Proposed legislation would significantly reduce the protection afforded to journalists' sources.
(WAN-IFRA/IFEX) – Paris, France and Brussels, Belgium, 30 March 2010 – The leading global and European press and journalist organisations today called on EU-member Estonia to drop a proposal that would force journalists to reveal their sources, saying the move “poses a serious threat to freedom of the press.”
“It would, in particular, have a significant negative impact on investigative journalism and articles based on information provided by whistleblowers,” said a letter to President Toomas Hendrik Ilves from the World Association of Newspapers and News Publishers (WAN-IFRA), the World Editors Forum, the European Newspaper Publishers Association (ENPA) and the European Federation of Journalists.

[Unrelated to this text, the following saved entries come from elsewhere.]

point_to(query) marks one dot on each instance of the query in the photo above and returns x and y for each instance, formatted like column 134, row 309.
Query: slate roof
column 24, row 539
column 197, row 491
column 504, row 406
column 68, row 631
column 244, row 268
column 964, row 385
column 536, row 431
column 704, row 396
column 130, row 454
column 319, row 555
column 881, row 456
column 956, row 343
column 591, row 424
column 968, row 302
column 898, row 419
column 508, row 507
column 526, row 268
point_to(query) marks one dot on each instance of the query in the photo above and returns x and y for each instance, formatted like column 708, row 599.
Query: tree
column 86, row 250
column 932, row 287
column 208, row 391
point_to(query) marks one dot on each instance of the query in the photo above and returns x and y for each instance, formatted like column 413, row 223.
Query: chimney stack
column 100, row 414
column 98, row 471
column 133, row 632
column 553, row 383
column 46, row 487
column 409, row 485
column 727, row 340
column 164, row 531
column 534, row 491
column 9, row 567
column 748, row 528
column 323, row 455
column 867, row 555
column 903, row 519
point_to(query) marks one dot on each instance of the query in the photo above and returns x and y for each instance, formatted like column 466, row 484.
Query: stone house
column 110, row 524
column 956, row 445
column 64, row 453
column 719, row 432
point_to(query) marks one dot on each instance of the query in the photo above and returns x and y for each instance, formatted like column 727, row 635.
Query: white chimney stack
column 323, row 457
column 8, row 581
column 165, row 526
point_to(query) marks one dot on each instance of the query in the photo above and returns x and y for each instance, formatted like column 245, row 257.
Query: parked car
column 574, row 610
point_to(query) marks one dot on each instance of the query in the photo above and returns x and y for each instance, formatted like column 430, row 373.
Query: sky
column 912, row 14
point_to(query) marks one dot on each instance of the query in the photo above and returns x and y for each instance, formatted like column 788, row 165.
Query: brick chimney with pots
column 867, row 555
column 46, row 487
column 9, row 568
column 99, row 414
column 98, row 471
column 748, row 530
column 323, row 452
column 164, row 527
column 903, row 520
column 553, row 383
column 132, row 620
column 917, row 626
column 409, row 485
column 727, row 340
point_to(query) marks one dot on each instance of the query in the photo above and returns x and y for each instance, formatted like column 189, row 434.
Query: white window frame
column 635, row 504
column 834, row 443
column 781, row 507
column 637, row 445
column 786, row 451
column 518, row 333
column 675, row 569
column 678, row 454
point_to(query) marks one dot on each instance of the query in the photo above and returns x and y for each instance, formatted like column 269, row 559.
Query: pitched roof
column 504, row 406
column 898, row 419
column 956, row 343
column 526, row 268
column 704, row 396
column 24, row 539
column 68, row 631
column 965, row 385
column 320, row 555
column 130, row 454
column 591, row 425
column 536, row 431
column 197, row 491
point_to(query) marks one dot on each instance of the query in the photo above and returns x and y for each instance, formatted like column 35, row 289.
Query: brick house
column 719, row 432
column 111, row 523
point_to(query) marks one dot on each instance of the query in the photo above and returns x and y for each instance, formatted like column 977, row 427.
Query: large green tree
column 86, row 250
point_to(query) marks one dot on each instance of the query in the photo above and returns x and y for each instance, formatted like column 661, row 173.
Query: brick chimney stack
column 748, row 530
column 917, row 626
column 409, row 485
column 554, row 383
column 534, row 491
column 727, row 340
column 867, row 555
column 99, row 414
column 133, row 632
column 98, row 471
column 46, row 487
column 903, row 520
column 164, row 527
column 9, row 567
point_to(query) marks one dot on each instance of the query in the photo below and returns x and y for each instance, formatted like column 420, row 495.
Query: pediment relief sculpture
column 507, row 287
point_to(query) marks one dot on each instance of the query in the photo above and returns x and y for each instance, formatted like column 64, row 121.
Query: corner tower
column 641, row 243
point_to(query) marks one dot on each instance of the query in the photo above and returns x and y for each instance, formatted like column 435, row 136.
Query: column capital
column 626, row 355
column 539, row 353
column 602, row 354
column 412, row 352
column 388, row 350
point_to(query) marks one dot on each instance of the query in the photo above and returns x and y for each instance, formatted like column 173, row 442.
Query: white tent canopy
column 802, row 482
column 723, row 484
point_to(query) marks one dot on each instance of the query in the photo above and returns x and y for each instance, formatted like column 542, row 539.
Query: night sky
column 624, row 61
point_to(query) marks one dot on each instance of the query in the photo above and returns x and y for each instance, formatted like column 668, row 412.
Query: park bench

The organisations said the draft law violated Estonia’s treaty obligations, international standards of professional practice, and codes of journalism ethics, including the Code of Ethics of the Estonian Press.
Estonian Justice Minister Rein Lang introduced draft legislation to parliament last week that seeks to significantly reduce the protection afforded to journalists’ sources.
The law, if passed, would enable courts to jail journalists who fail to reveal their sources and to impose fines on newspapers solely on the suspicion that they intend to publish “potentially harmful information.”
Six leading Estonian newspapers published blank pages on 18 March to protest against the draft law.